“Ho voluto restituire dignità ad un donna che il mondo ha imparato a odiare oltre 50 anni fa perché ritenuta responsabile della distruzione dei Beatles”. Il regista Kevin Macdonald firma a quattro mani con Sam Rice-Edward la ricostruzione degli anni newyorkesi di John Lennon e Yoko Ono nel documentario One To One: John & Yoko, presentato fuori concorso alla Mostra del Cinema di Venezia.
La decisione di trasferirsi a New York della coppia più rivoluzionaria del mondo della musica e dell’arte negli anni ’60 e ’70, non era solo una fuga dalle pressioni e dalla crescente ostilità nei confronti di Yoko, spesso vittima di critiche impregnate di razzismo, ma un tentativo consapevole di influenzare il movimento controculturale dell’epoca. “New York diventa il campo di battaglia per le loro idee”, osserva il regista.
Macdonald, noto per Un giorno a settembre (1999), che rievoca l’attentato terroristico alle Olimpiadi di Monaco del 1972, racconta che l’idea del film è nata quando Sean Lennon, insieme a un team di esperti, è riuscito a recuperare l’audio del concerto di beneficenza One to One di Lennon del 1972, ultima esibizione del padre sul palco del Madison Square Garden di New York, con Yoko Ono al suo fianco. “L’audio era così scadente che il concerto era praticamente caduto nell’oblio, venendo pubblicato una sola volta su VHS nel 1986”.
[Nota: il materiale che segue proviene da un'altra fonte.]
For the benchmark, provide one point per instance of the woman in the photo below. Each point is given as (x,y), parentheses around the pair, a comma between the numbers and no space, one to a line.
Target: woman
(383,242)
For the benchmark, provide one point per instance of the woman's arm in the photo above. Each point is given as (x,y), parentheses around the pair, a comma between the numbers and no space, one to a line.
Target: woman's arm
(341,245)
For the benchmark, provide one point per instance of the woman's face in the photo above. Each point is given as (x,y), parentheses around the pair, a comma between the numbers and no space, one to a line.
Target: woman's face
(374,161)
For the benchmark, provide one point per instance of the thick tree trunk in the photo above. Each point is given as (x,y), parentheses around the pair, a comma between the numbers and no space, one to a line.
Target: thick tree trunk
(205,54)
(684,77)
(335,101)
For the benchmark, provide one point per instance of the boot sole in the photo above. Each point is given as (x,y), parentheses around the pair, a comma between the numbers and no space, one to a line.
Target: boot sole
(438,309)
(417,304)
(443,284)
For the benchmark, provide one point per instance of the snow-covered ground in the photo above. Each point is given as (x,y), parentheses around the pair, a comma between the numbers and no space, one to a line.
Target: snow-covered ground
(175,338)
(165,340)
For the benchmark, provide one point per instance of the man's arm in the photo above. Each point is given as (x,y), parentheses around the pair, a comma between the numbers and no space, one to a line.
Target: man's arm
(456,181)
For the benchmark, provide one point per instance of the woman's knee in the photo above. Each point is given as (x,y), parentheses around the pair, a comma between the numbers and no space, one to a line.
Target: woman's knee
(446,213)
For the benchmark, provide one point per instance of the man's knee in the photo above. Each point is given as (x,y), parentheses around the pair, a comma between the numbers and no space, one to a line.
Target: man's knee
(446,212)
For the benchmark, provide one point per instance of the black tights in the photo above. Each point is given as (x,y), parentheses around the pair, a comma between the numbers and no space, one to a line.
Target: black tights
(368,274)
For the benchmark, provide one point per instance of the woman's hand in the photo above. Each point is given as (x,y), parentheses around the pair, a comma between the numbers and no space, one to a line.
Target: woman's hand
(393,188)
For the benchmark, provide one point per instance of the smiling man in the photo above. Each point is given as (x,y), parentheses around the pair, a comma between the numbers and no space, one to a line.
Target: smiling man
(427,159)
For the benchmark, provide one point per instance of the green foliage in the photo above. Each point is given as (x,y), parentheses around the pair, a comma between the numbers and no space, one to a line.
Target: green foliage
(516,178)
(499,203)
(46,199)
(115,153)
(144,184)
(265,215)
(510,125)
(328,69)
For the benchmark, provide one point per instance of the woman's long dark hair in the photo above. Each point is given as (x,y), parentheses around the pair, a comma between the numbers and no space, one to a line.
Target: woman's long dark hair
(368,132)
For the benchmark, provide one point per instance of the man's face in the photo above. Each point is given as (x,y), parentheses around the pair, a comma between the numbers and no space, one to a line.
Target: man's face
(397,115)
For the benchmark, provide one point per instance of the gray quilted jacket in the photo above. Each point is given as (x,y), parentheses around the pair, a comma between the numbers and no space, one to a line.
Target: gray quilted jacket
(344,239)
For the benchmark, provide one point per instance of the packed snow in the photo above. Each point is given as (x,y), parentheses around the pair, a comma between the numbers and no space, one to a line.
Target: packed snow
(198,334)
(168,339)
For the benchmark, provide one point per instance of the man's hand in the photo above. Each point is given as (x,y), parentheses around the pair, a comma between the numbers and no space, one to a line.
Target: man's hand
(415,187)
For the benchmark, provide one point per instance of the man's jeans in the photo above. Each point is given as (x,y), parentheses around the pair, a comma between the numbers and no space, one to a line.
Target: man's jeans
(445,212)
La decisione di Sean Lennon di remixare le esibizioni del padre è un gesto d’amore filiale che mira a restituire al mondo un Lennon “migliorato” rispetto a quanto le tecnologie dell’epoca potevano permettere. Tuttavia, questa scelta solleva inevitabilmente interrogativi su quanto sia legittimo modificare l’eredità sonora di un artista per renderla più appetibile ai gusti contemporanei. Forse, come suggerisce il regista, non siamo di fronte a una semplice restaurazione, ma a una vera e propria riscrittura del passato.
La relazione tra Lennon e Yoko superava di gran lunga la semplice collaborazione artistica. Macdonald ha avuto accesso a un vero e proprio tesoro nascosto: un disco rigido pieno di filmati privati, interviste e registrazioni mai viste prima. Tra queste, uno dei ritrovamenti più sorprendenti è stato una scatola di nastri audio contenenti telefonate registrate da Yoko stessa. “Pare che per un certo periodo Yoko volesse documentare tutte le loro conversazioni telefoniche,” racconta il regista. Questo materiale offre un resoconto unico della loro vita quotidiana e del loro processo creativo.
Osservando le immagini del concerto, non si può fare a meno di chiedersi: stiamo vedendo un Lennon innovatore o un uomo in lotta per sfuggire all’ombra del proprio passato? Il film non nasconde le difficoltà che Lennon stava affrontando in quel periodo. A soli 31-32 anni, l’ex Beatle era ancora alla ricerca di sé stesso, tentando di superare il trauma dell’esperienza con i Fab Four e di scoprire chi fosse veramente.
La presenza di Yoko sul palco, d’altra parte, ci invita a riflettere su quanto fosse arduo per lei essere riconosciuta come qualcosa di più di una semplice “appendice” di John. Macdonald sottolinea che Yoko era in realtà una figura centrale nell’avanguardia culturale di New York. “La gente non la sopportava,” ricorda il regista, “ma lei era uno dei simboli viventi del fermento culturale degli anni ’60.”
Il loro impegno contro la guerra in Vietnam e la critica al governo Nixon sono ben documentati: una rock star miliardaria e un’artista d’avanguardia che cercano di rappresentare le istanze di una classe lavoratrice sempre più alienata.
One to One: John & Yoko rischia di rimanere intrappolato nella sua stessa ambizione di celebrare i suoi protagonisti. Sono davvero gli eroi culturali che abbiamo sempre immaginato? O il loro mito è stato costruito anche grazie alla nostra volontà di vederli come ciò che più ci conforta? Macdonald ci invita a esplorare queste domande, senza però offrirci risposte semplici. Forse è proprio in questa ambiguità che risiede il vero valore del film.